The companies will explore new fermentation processes using ethanol and ethanol production process co-products. ICM, Inc. will also provide process engineering and construction plans for commercial exploitation of KnipBio’s biotechnology research. In conjunction with the JDA, ICM is making a significant resource and financial investment in KnipBio and will have representation on the company’s board of directors.
“ICM is a great strategic fit for us. They have demonstrated their unrivaled knowledge and ability as the world’s leading fermentation process engineering firm,” said Larry Feinberg, CEO of KnipBio. “Their expertise will be invaluable as we move towards commercial production. We are thrilled to call them our collaborator. Bringing together ICM’s best-in-class fermentation know-how and KnipBio’s innovative biotechnology will allow us to dramatically accelerate our commercial plans.”
“The strategic rationale for investing and working with KnipBio is clear — aquaculture needs new sources of traceable, sustainable, and resource-efficient protein,” said Steve Hartig, ICM’s vice-president of technology development. “We believe KnipBio’s premium single cell protein technology could play a central role in meeting this need. Alternative proteins for aquaculture will be a multi-billion-dollar market and this process enables the U.S. ethanol industry new opportunities for growth.”

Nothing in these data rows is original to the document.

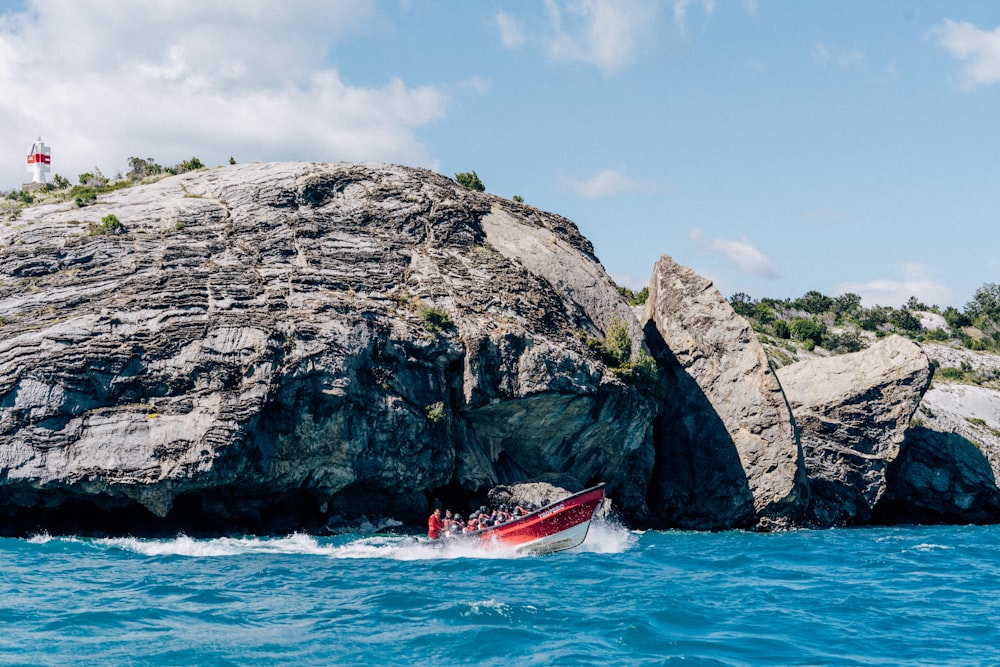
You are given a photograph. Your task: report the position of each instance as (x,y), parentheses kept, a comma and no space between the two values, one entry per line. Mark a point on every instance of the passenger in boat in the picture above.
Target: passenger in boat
(434,524)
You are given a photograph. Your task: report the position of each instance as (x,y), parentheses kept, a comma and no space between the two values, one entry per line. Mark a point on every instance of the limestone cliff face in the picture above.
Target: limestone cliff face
(853,412)
(272,344)
(729,453)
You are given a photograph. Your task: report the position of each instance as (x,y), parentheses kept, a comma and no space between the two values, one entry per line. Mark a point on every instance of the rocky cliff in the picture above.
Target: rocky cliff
(268,347)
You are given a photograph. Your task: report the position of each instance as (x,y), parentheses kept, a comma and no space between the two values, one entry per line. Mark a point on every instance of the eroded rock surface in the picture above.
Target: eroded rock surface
(269,345)
(852,412)
(729,452)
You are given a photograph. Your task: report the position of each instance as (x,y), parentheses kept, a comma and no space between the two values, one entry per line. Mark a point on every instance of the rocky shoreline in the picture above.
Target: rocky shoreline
(270,347)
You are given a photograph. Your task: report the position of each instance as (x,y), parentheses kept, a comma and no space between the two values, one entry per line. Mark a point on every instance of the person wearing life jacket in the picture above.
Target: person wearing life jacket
(434,524)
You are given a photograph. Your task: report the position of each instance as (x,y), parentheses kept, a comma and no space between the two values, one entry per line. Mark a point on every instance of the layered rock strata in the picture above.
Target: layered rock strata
(729,453)
(268,345)
(852,413)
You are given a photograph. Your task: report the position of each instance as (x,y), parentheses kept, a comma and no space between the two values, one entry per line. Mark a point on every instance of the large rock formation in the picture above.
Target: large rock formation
(852,412)
(729,454)
(268,345)
(947,467)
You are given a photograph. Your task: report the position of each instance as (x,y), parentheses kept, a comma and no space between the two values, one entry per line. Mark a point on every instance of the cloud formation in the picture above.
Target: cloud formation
(608,34)
(916,281)
(978,50)
(742,255)
(609,183)
(176,79)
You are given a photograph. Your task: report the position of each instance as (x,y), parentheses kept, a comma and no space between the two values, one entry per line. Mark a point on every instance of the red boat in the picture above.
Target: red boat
(555,527)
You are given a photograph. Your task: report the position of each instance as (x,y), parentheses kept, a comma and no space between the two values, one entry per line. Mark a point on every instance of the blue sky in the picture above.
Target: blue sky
(774,147)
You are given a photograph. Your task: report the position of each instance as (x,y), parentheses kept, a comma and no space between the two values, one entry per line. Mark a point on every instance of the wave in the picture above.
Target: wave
(605,537)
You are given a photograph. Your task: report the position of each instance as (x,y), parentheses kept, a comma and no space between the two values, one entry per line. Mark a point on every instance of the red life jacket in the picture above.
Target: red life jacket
(434,526)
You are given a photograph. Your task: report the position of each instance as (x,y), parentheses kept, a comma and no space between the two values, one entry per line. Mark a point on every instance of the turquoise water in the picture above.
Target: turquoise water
(894,596)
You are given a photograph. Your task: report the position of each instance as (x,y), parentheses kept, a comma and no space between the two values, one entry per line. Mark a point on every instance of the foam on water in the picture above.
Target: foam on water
(886,596)
(604,537)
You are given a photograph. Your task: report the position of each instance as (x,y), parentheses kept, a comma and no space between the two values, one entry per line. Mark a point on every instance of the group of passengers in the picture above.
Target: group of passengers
(450,524)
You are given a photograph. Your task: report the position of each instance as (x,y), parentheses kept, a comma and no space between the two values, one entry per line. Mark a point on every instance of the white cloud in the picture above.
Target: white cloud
(609,183)
(174,79)
(915,281)
(743,255)
(608,34)
(979,51)
(680,12)
(822,55)
(511,31)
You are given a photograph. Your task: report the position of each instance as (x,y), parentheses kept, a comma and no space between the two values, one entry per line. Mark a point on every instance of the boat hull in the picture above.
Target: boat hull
(561,525)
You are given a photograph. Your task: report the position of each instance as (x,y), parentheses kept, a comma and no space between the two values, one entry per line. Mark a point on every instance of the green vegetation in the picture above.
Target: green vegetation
(841,324)
(470,179)
(617,342)
(634,298)
(616,351)
(436,319)
(110,225)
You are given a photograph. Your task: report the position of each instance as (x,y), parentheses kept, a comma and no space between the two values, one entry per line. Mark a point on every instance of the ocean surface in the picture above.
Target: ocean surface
(887,596)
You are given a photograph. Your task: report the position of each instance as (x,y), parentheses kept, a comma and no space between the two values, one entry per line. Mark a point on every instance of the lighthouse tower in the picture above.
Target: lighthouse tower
(39,161)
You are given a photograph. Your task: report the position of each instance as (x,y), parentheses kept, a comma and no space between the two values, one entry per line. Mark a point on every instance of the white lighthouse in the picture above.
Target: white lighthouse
(39,161)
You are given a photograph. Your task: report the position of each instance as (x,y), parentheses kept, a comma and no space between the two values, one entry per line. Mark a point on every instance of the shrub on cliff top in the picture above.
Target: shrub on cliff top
(470,179)
(110,225)
(436,319)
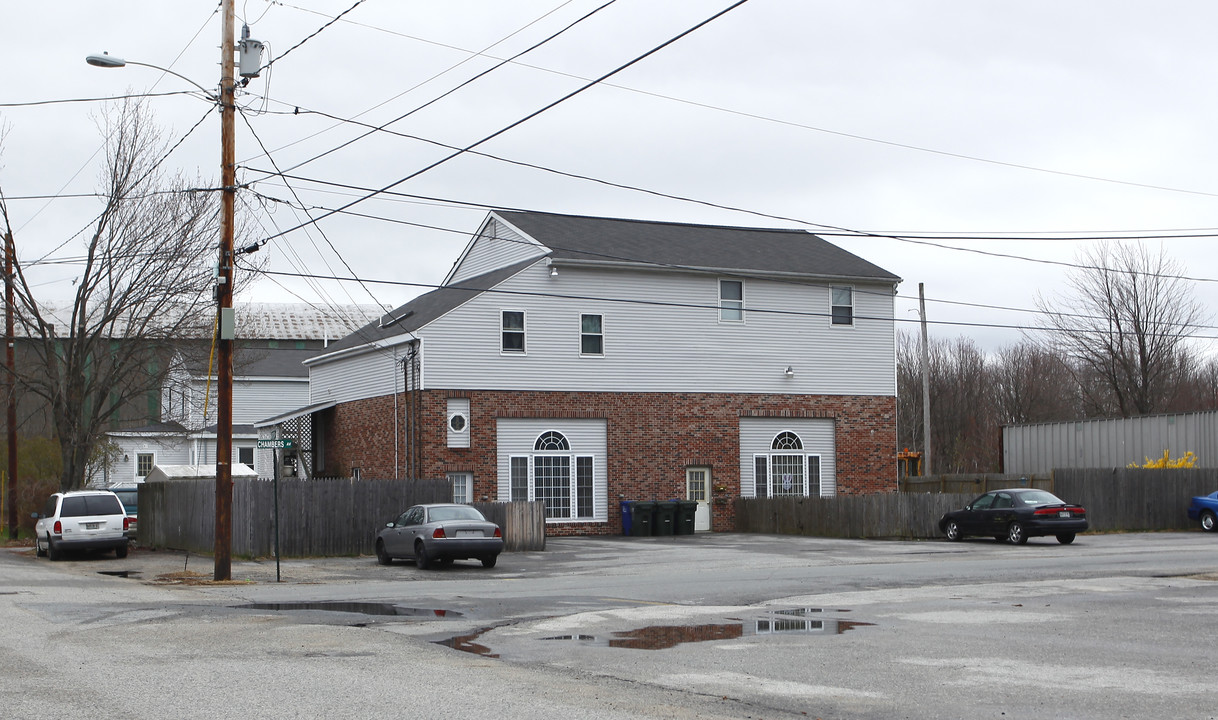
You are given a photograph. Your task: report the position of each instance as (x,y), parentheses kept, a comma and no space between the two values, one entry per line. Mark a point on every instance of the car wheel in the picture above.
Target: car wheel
(1208,523)
(383,557)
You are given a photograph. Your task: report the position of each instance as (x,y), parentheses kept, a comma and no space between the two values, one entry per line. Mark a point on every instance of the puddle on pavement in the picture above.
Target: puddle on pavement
(655,637)
(358,608)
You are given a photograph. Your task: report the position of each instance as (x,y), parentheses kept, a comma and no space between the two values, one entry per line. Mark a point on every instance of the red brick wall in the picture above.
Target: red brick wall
(652,439)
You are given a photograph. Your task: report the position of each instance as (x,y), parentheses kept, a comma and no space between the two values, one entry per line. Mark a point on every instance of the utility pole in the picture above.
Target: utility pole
(10,380)
(223,550)
(926,384)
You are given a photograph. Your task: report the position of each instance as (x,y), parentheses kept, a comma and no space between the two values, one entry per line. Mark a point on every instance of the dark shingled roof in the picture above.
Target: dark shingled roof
(693,246)
(676,245)
(426,307)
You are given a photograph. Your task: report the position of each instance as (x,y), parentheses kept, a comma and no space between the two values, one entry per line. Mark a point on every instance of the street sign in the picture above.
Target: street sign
(280,442)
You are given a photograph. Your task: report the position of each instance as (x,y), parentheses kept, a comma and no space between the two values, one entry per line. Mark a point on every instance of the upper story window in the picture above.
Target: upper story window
(144,463)
(842,305)
(512,330)
(731,301)
(592,340)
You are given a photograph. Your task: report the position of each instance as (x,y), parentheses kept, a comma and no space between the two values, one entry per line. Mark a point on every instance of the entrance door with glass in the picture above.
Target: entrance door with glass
(698,490)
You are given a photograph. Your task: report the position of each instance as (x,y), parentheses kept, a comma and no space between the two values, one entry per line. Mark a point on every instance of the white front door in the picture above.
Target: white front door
(698,490)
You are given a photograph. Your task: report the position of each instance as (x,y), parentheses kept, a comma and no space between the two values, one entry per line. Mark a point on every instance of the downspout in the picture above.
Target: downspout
(397,439)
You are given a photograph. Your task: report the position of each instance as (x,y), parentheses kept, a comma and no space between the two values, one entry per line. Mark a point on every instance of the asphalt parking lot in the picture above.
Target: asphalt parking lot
(704,626)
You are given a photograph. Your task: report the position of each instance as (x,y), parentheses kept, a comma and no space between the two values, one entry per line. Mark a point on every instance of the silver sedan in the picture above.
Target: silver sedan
(440,534)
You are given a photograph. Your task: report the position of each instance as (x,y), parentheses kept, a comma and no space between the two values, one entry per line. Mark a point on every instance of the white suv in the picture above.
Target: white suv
(82,519)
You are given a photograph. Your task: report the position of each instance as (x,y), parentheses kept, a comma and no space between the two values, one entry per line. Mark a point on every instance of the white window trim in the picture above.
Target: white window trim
(468,478)
(719,291)
(853,308)
(808,480)
(524,333)
(574,464)
(602,334)
(135,468)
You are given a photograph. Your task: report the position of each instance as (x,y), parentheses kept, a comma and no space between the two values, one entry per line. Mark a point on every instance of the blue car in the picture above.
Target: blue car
(1205,508)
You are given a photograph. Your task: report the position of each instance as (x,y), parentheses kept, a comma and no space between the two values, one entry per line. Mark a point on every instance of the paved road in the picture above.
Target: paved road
(704,626)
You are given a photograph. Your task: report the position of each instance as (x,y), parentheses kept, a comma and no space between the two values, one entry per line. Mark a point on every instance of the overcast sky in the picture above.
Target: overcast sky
(1045,120)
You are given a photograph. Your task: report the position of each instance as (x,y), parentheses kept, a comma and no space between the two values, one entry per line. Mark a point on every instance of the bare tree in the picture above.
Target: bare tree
(1130,316)
(1033,384)
(145,283)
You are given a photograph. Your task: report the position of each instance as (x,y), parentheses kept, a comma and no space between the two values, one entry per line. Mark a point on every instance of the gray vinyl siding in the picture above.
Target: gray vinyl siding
(817,434)
(497,246)
(670,342)
(1108,442)
(515,436)
(356,377)
(252,400)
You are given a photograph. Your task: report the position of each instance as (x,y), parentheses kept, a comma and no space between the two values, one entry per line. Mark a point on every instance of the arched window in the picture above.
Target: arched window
(787,440)
(551,440)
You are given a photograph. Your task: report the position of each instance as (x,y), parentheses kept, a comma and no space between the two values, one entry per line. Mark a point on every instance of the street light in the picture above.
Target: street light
(107,60)
(223,282)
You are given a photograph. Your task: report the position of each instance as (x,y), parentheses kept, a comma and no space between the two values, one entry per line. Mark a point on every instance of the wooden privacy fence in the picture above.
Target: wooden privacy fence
(523,523)
(973,484)
(317,518)
(886,514)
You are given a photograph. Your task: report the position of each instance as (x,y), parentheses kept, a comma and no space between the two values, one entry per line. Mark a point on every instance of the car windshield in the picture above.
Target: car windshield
(79,506)
(454,513)
(1039,497)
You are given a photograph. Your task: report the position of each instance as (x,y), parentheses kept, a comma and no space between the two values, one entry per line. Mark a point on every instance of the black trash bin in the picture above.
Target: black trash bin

“ICM recognizes the opportunity of the alternative protein market and its importance for the future of ethanol,” Feinberg added. “ICM also sees the potential of KnipBio’s PROTEINplus product strategy. Their investment represents a validation of the research we have conducted over the past three years.”
Work on the JDA will be conducted at KnipBio’s research center in Lowell, Mass., and at ICM’s state-of- the-art research facility and pilot plant in St. Joseph, Miss. The research and development will focus on scaling up fermentation, improving production economics, optimizing unique processes for different SCP products, and testing the viability of using ethanol-related streams as a fermentation feedstock. The JDA is expected to last for approximately one year.